23 aprile 2019
Aggiornato 16:30
Il trionfo della musica a Cormons

Jazz&Wine of Peace 2016 : edizione record

6000 persone, 80 artisti, 15 cantine coinvolte nelle degustazioni, anteprime internazionali e visite guidate a tema. Concerti e alloggi da tutto esaurito nell’intera zona del Collio
Una serata al festival Jazz&Wine of Peace
Una serata al festival Jazz&Wine of Peace

CORMONS- Si è conclusa domenica 30 ottobre, con l'ennesimo sold out, la diciannovesima edizione di Jazz&Wine of Peace, che si è rivelata un'edizione da record sotto moltissimi punti di vista.
La qualità dell'offerta musicale ha portato a Cormòns artisti di livello internazionale: da Dave Holland a Jan Garbarek, da Gonzalo Rubalcaba a Bill Frisell, da Rob Mazurek a Vincent Peirani: circa 80 gli artisti presenti. Tra i vari concerti alcuni sono stati a Cormòns in prima esecuzione mondiale (Rubalcaba), altri in anteprima europea (Dave Holland).
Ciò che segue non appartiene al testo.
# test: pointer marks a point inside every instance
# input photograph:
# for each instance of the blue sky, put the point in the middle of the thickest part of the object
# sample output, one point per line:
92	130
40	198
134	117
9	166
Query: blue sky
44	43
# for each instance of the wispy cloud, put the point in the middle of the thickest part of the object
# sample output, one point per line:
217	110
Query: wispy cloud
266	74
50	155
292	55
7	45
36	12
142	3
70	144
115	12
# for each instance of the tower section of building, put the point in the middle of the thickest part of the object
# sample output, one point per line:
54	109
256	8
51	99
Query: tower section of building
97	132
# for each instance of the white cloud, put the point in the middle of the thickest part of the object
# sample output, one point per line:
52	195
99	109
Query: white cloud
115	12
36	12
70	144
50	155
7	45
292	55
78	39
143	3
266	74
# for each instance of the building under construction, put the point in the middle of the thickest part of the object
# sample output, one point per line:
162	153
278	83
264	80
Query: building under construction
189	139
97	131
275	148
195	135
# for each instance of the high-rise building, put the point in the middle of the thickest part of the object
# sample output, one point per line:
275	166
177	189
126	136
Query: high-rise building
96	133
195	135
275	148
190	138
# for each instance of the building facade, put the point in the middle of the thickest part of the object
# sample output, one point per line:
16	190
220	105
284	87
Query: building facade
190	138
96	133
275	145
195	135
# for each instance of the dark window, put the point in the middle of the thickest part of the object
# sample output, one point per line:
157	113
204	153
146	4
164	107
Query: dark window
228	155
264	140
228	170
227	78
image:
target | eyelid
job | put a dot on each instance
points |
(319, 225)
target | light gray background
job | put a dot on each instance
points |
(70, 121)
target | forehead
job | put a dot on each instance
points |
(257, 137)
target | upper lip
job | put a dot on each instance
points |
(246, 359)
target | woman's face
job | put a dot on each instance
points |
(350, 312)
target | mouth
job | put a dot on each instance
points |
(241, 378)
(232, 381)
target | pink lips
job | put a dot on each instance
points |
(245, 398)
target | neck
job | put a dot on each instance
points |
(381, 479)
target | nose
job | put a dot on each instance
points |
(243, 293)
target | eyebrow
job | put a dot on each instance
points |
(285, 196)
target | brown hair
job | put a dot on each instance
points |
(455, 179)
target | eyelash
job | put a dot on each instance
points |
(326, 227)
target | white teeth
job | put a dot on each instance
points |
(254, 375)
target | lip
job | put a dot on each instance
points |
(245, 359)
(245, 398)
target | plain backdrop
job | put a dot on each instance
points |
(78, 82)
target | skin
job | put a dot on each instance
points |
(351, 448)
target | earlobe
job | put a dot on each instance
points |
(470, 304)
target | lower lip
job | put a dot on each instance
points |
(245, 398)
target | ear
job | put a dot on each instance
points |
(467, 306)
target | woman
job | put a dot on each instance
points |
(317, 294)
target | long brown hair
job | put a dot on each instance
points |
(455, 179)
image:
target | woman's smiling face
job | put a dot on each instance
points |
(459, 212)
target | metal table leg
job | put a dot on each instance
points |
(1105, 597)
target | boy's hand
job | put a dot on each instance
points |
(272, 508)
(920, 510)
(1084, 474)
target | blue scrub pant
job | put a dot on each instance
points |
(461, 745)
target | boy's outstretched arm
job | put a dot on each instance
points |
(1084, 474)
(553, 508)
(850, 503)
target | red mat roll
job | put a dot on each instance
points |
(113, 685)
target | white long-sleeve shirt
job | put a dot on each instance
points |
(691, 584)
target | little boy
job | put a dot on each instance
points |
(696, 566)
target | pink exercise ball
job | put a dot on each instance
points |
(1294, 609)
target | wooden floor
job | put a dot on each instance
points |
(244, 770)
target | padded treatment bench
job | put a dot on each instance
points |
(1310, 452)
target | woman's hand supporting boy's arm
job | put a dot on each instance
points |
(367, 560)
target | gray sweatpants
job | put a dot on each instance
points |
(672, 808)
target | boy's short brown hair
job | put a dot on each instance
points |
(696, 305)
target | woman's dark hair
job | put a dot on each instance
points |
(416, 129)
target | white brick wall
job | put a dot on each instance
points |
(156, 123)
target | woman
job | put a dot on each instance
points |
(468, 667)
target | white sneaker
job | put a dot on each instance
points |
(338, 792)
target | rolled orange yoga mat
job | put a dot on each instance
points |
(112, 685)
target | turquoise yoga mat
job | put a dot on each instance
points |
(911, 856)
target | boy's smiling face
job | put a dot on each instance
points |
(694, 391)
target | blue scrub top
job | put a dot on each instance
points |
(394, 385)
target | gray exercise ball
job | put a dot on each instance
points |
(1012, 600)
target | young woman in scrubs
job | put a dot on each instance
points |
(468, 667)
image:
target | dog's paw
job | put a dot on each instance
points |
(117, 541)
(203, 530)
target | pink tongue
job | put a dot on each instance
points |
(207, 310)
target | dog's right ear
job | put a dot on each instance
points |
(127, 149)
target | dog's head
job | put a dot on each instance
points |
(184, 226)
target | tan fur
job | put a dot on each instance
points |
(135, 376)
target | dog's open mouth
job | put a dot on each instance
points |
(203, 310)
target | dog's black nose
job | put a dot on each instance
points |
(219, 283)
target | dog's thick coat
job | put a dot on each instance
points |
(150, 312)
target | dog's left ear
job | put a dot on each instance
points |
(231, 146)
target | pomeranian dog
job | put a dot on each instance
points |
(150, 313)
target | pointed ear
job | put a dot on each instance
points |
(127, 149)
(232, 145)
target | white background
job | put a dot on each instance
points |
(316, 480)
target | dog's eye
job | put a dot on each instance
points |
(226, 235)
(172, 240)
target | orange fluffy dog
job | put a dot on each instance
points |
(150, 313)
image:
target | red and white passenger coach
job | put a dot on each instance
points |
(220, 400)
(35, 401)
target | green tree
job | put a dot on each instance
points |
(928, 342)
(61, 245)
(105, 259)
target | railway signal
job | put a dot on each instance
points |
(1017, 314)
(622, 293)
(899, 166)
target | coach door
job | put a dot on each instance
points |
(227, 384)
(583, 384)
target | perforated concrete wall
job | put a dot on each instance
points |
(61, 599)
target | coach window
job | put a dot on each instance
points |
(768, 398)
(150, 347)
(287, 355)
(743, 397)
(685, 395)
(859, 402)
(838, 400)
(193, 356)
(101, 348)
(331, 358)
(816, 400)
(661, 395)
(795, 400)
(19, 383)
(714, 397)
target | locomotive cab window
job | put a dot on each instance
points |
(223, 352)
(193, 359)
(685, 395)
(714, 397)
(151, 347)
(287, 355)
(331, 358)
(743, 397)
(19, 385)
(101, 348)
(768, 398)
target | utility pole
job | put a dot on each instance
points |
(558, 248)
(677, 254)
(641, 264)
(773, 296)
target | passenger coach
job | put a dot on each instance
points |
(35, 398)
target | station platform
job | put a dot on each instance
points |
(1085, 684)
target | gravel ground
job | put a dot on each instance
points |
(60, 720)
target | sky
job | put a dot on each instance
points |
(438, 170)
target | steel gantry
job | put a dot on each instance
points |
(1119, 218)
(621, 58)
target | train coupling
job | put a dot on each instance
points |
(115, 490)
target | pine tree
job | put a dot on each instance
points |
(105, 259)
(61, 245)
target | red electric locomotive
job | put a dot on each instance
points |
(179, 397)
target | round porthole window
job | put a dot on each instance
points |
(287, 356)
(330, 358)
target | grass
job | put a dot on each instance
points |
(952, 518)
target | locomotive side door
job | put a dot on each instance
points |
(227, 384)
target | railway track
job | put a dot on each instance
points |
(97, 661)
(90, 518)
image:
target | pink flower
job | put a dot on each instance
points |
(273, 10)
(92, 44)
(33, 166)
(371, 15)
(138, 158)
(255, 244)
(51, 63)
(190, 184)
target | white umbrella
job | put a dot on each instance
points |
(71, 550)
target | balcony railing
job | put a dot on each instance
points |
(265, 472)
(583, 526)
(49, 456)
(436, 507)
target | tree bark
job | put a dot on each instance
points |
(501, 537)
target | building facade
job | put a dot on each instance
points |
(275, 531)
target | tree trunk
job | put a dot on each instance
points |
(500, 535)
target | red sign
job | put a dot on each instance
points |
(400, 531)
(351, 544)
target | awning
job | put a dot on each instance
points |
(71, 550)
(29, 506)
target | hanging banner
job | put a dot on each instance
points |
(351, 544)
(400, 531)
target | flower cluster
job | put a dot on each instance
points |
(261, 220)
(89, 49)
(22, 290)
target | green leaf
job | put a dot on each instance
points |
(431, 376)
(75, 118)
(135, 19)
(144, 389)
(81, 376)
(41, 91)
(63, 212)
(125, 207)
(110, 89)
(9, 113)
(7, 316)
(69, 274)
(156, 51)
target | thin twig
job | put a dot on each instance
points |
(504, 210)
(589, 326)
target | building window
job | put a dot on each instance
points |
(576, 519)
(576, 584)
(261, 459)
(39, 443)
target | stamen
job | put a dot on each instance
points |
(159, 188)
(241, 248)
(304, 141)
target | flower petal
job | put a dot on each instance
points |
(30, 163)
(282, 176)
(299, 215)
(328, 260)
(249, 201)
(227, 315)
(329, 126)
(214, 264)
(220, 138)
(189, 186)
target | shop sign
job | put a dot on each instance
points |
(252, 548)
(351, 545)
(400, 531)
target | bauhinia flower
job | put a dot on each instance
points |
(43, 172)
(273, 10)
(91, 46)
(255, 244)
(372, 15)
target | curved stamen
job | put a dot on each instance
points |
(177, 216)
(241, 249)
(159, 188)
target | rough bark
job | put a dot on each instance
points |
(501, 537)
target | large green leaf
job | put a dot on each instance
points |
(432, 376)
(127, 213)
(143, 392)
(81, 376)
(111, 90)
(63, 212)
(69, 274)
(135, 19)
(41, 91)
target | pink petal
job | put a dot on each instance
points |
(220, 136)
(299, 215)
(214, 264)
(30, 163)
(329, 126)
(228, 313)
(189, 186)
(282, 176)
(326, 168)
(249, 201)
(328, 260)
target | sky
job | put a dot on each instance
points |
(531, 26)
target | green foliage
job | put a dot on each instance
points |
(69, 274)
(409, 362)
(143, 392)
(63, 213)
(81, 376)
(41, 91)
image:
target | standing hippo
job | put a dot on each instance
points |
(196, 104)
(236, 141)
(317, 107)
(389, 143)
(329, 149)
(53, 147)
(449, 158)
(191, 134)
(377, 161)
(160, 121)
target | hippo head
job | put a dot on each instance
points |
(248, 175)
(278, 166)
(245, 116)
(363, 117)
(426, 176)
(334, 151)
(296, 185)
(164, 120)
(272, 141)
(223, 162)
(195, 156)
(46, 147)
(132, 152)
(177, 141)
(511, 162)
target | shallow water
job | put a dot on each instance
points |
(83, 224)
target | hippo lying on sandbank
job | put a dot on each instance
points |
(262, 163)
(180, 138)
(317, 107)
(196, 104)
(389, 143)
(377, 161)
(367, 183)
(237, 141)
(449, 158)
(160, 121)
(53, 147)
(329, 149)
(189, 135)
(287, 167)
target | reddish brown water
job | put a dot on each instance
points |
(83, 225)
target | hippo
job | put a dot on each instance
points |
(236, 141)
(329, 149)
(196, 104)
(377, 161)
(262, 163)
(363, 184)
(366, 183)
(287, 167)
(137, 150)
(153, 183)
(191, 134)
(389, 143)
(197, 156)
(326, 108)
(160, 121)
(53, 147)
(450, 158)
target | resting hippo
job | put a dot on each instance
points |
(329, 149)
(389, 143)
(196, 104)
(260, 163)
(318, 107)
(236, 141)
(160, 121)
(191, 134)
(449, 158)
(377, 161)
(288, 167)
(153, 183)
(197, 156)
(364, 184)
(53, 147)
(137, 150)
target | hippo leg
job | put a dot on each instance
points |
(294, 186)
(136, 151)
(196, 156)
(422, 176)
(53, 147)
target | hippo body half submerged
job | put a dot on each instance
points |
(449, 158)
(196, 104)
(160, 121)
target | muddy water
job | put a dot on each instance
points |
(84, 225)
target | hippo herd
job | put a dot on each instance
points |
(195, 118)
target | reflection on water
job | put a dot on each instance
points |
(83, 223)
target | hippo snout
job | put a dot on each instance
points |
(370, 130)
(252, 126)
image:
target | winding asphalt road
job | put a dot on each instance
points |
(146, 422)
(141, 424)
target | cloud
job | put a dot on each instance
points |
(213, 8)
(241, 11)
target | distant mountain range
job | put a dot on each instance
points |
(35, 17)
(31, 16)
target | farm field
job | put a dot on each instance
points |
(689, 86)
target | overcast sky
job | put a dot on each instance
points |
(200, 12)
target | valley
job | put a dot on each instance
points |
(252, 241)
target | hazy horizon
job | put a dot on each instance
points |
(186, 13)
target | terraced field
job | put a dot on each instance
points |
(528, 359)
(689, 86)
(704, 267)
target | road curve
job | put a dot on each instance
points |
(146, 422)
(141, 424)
Il concerto di Bill Frisell, inoltre, è stato trasmesso in diretta nazionale da Rai Radio 3.

Il pubblico
Hanno partecipato al Festival quasi 6000 persone, il 60% delle quali provenienti da paesi esteri (Austria, Germania, Svizzera, Svezia, Danimarca, Norvegia, Francia, Stati Uniti, Slovenia e Croazia) e dal resto d'Italia. Il sold out è stato raggiunto a tutti i concerti.

Gli appuntamenti
18 i concerti in cartellone, 7 gli appuntamenti ‘afterhours’ nei locali del paese, un'ottantina gli artisti coinvolti, provenienti da Italia, Regno Unito, Slovenia, Norvegia, Brasile, India, Germania, Francia, Argentina, Benin, Stati Uniti, Cuba, Olanda, Israele, Svizzera e Svezia.

Il territorio
Ad ospitare i concerti e gli appuntamenti di Jazz&Wine sono state ben 15 tra cantine, dimore storiche ed abbazie, mentre circa 20 produttori hanno avuto modo di proporre i loro prodotti di alta qualità a un vastissimo pubblico. Locande, Hotel, Bed&Breakfast dell'area del Collio fino a Gorizia si sono riempiti di prenotazioni già dallo scorso marzo. Cormòns si è "vestita" di musica, grazie alle vetrine a tema, e - insieme a tutto il Collio - si è popolata di migliaia di turisti.

Gli eventi collaterali
Con molto entusiasmo il pubblico ha risposto all'evento Esterno/Giorno  (la passeggiata in pullman sui luoghi del set del film ‘Zoran, il mio nipote scemo’ alla presenza di Matteo Oleotto); molto apprezzati anche la visita guidata ad Angoris in collaborazione con èStoria e la collaborazione con Artisti Associati Gorizia.

La multidisciplinarietà
Si segnala anche la presenza di dieci fotografi di spettacolo professionisti (tra essi anche la firma assoluta di Pino Ninfa) guidati da Luca d'Agostino che hanno prestato il loro talento al festival e hanno proposto la rubrica I Dieci Scatti. Le sere a teatro, infatti, i migliori scatti delle singole giornate venivano proiettati sul fondale del palcoscenico. Anche l'illustre nome di Beppe Giacobbe - disegnatore e illustratore di fama mondiale - ha dedicato al Festival la propria arte, proponendo alcune etichette per le bottiglie di vino.